In the Midwest, a trio of television stations kept viewers from catching cold this winter with a spicy news series that was almost too hot for TV.
It started inside an Internet chat room, where vigilantes posing as 14-year-olds were hit on by grown men, and ended at a house where the unsuspecting predators showed up expecting sex but got their mugs on the 10 o’clock news instead.
They called it an “investigation.” In the cities where it aired-Detroit, Milwaukee, Kansas City, Mo.-the competition called it “entrapment,” fake news and “in poor taste.” (Sour grapes usually are.) Meanwhile, viewers watched the stories in droves. Consultants took notes.
Online sex predators are not a new story, but Perverted-justice.com is. The 2-year-old Web site (motto: “Exposing wannabe perverts on the Net”) has begun partnering with TV stations as a way to advance its agenda.
For some observers, the Perverted-justice story is a throwback, tactically and ethically, to one of the all-time undercover classics: the Mirage series in Chicago. In 1977 reporters for the Chicago Sun-Times and “60 Minutes” posed as proprietors of a watering hole called the Mirage Tavern and waited for city inspectors to show up demanding bribes. The series was nominated for a Pulitzer Prize-even the Tribune lobbied on its rival’s behalf-but the Washington Post’s Ben Bradlee said no way, that the Sun-Times had lied to get the story.
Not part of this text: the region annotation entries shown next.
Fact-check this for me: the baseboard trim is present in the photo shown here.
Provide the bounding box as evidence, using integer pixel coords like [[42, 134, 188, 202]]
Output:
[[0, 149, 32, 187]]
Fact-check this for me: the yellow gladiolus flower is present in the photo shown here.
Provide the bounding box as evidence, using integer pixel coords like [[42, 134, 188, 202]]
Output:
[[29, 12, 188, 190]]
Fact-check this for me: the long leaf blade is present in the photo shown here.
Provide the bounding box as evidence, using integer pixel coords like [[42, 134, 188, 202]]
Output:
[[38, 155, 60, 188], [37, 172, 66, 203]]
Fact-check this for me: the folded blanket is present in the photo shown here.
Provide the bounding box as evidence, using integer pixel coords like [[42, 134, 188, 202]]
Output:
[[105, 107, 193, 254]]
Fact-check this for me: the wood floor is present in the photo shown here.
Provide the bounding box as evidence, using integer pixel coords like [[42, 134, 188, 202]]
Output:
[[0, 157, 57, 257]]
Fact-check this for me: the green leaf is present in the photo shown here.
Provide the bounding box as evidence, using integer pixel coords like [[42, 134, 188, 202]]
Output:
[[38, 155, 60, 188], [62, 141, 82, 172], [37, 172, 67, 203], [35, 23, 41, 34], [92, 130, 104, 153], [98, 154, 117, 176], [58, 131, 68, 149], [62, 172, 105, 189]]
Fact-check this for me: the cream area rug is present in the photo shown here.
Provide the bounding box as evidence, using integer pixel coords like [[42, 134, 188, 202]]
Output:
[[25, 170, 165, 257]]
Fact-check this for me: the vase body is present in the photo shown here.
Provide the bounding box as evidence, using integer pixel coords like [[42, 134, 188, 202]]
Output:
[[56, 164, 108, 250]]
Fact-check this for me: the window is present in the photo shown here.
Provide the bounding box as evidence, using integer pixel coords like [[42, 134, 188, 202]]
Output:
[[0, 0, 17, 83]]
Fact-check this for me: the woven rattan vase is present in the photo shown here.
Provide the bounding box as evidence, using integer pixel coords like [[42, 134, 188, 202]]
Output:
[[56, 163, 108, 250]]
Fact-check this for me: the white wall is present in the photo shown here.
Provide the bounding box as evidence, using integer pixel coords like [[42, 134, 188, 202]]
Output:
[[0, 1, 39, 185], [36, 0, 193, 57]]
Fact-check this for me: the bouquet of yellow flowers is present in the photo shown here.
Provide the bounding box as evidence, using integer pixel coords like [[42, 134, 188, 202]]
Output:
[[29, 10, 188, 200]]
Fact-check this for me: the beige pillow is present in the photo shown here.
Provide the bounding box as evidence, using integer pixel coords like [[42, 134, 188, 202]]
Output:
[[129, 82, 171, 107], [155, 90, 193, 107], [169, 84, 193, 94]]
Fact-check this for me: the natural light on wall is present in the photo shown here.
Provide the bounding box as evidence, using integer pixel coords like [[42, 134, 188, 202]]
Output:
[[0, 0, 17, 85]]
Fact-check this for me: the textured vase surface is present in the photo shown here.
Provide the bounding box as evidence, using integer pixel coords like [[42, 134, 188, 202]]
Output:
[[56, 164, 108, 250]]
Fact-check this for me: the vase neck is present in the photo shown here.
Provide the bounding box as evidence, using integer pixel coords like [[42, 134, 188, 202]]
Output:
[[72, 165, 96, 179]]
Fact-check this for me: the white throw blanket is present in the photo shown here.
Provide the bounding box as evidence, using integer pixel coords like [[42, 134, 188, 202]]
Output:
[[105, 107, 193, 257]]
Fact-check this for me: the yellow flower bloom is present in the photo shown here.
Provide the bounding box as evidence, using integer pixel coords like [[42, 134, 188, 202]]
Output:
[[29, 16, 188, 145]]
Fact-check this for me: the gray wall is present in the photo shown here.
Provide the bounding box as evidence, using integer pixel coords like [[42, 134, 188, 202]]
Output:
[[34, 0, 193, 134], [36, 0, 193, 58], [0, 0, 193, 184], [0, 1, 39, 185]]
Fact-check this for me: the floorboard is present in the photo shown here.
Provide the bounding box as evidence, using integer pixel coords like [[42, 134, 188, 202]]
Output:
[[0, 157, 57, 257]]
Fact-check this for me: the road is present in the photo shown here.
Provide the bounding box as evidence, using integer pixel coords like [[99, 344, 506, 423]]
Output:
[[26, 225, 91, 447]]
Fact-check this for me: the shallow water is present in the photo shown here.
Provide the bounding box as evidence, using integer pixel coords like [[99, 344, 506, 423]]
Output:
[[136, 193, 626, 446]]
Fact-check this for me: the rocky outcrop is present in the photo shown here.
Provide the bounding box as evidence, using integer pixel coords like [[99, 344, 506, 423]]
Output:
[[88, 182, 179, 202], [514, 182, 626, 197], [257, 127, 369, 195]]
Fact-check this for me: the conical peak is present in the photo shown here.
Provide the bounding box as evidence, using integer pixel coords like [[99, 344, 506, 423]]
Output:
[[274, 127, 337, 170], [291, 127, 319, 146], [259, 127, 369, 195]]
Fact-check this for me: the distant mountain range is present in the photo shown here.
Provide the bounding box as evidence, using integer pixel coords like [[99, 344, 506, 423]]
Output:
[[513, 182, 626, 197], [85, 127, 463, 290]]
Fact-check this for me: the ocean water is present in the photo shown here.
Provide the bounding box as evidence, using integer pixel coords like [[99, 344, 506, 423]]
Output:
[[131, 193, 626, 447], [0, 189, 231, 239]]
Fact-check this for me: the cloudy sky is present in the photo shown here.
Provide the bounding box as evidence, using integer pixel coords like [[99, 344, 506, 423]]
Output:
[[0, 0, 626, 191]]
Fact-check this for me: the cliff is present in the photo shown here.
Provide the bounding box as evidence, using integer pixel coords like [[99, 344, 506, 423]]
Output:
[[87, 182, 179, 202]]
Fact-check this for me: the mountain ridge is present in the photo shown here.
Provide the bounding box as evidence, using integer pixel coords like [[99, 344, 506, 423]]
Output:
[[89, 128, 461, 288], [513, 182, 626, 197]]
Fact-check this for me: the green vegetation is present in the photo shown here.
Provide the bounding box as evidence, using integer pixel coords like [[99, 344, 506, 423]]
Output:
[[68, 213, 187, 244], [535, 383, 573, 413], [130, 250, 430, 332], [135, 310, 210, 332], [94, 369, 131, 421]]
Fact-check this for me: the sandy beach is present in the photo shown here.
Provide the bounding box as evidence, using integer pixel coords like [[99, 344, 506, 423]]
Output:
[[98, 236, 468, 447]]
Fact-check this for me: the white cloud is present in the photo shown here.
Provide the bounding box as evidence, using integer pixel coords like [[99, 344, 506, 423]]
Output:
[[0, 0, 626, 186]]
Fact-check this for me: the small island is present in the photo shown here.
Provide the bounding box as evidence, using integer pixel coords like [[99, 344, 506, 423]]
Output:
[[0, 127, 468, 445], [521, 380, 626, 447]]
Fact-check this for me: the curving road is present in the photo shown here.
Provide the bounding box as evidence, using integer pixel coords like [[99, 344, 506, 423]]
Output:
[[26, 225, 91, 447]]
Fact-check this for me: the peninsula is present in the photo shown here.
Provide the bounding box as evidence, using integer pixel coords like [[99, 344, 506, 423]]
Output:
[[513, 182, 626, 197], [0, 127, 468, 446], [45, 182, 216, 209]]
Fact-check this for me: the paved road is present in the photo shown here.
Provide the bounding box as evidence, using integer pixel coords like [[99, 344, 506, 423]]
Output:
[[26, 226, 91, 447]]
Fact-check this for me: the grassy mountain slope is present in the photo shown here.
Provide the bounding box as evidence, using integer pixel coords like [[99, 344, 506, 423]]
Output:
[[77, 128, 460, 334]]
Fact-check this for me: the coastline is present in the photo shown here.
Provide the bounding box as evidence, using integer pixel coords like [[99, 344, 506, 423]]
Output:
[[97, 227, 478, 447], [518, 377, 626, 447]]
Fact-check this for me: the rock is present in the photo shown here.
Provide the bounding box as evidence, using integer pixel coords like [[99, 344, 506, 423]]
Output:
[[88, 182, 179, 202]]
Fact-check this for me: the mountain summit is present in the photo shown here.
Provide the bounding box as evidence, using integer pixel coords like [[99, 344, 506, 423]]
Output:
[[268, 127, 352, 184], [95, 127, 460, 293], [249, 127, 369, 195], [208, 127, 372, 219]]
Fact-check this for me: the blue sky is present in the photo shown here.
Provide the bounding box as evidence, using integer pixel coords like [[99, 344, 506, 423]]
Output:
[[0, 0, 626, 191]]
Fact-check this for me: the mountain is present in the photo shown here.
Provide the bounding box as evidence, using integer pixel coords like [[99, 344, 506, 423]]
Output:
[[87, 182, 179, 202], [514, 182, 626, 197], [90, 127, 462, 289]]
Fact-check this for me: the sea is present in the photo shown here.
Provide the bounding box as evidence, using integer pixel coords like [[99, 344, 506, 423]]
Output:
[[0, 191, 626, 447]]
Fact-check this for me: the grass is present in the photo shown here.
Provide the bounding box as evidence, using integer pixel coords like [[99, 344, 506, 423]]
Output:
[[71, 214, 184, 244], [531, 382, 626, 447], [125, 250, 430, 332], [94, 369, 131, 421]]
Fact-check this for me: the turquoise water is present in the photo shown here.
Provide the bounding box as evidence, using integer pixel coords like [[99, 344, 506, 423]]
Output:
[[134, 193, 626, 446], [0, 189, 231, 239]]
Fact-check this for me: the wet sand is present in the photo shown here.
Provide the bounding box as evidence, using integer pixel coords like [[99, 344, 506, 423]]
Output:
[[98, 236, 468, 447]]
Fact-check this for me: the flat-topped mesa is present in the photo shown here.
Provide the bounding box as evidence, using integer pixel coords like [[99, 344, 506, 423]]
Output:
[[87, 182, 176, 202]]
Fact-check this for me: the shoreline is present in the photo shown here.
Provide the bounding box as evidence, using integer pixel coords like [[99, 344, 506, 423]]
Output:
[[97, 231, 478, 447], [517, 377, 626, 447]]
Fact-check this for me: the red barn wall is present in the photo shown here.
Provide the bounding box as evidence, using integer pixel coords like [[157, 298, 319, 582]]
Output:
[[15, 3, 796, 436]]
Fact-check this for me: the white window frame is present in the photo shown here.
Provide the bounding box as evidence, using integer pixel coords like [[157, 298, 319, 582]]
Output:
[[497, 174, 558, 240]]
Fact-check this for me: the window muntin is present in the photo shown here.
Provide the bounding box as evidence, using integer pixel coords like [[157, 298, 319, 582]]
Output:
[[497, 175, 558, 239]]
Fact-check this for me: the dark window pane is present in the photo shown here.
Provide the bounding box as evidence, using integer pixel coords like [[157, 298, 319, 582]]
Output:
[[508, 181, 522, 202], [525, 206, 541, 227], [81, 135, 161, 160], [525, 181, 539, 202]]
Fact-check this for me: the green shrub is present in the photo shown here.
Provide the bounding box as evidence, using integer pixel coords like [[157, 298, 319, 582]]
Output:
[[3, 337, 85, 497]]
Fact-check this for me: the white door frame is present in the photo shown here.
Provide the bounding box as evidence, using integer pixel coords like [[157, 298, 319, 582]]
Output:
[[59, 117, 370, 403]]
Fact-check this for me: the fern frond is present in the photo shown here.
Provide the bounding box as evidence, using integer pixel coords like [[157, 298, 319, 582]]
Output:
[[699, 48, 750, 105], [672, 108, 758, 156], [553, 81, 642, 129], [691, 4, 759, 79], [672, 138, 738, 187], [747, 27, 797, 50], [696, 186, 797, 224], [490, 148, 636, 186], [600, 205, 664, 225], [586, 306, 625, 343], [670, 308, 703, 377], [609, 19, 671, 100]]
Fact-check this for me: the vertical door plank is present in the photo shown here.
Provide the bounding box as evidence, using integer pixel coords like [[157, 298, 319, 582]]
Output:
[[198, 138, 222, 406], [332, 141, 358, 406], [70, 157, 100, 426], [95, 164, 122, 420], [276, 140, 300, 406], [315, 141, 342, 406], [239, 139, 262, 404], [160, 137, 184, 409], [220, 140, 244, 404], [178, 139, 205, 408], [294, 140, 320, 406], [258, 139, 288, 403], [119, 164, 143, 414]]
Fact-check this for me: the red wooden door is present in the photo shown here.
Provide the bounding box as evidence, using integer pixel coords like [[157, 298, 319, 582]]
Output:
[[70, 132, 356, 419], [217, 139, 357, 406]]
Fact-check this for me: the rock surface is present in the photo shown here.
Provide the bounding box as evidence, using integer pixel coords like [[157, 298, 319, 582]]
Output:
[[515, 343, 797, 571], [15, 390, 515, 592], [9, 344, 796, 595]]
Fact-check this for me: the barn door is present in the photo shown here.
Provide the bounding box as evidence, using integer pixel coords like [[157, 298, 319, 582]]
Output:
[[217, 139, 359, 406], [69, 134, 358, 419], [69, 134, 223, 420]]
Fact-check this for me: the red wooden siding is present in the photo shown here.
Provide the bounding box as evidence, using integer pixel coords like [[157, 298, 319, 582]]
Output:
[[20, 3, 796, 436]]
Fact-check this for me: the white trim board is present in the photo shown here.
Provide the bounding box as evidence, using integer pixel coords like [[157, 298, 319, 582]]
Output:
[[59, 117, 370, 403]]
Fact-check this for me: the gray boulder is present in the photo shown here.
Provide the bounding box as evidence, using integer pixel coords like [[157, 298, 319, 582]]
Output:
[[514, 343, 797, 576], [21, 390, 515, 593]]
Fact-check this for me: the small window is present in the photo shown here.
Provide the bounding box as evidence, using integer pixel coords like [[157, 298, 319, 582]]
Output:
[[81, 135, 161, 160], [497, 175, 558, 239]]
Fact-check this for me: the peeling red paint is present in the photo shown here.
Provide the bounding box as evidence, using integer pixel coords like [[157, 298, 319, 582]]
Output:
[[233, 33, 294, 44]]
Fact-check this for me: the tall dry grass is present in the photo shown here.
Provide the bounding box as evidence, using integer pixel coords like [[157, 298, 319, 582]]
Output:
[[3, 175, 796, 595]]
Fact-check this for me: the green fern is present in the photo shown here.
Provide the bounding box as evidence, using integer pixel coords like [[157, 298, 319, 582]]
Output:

The Mirage series marked the end of an era in surveillance journalism, but as evidenced by the online-pervert story, it lives on in a highly time-compressed form. In just four days KCTV, the Kansas City station that teamed with Perverted-justice, was able to lure 17 men to its hideout (including one who had a very long 250-mile drive back to St. Louis). WDIV-TV in Detroit caught 15 guys on tape in the same span.
Last week, Perverted-justice posted the results of another quickie sting it conducted with a station in Philadelphia. Maybe it’s not that shocking that people use chat rooms to arrange illicit sex, but that’s not going to stop this story from taking over the May sweeps. And if that’s the case, the stations that get run over will have only themselves to blame.
In many markets, TV stations have long stopped doing real investigative journalism. I-teams were once all the rage; then station groups got nervous about lawsuits and even more nervous about the idea of employees spending weeks on a single story.
Stations today love to promote their stories as investigations, but viewers start to tune out the hype after one too many stories in which the reporter tries to get a locksmith to let him into someone else’s car, or any of a hundred other “investigations” that can be done in an afternoon.
“Six, seven, eight years ago, everyone was doing a lot of great investigative reporting,” laments Joel Grover, the investigative ace of KNBC-TV in Los Angeles. Mr. Grover is one of the lucky ones; his boss, Bob Long, gives him time and space and has even been known to reject one of Grover’s ideas because it sounded too much like a ratings ploy.
Mr. Grover has a lot of friends in the business. He hears what goes on at their stations: time pressures, budget pressures and, coming soon, People Meter pressures. When Nielsen can monitor each click of the remote by women 25 to 54, every month will be sweeps month.
“A lot of investigative reporters are being pushed to create more and more and more stories,” Mr. Grover said. “Obviously, you’re not going to break the really big, really important stories that way, because those take time.”
Actually, there’s no dearth of big stories getting on-air. Al Tompkins of the Poynter Institute sees a lot of investigations as a contest judge. He can rattle off a half-dozen instant classics off the top of his head: A massive expose of workers-compensation problems by WFAA-TV in Dallas; a horrific account, told by Charlotte’s WCNC-TV, of crooked dentists who cap thousands of healthy teeth just to collect Medicaid payments; Indianapolis’ WTHR-TV finding the state foster care system failing to protect children; the dogged reporting of Denver’s KMGH-TV that uncovered an epidemic of rape at the U.S. Air Force Academy (and last week won Best in Show in the National Headliner Awards).
These are stories that make headlines and spur reforms, said Mr. Tompkins. But there’s a catch.
“All of these stations have made a continuing investment in investigative work,” he said. “The best ones are doing some of the best work I’ve seen in years.” Now we’re talking about a very different kind of I-team, the kind that doesn’t get a story in four days on a laptop. The kind of team that turns out solid stories in June as well as in May. The kind that’s expensive to maintain but in return delivers value to viewers and shareholders alike.
Mr. Tompkins doesn’t think the bean counters at most stations will ever go for that. (“There are cheaper ways to get ratings,” is how he put it.) But that doesn’t stop others from dreaming.
“Every station, every market, should have a full-time investigative reporter,” said KNBC’s Mr. Grover. “There’s no excuse not to.”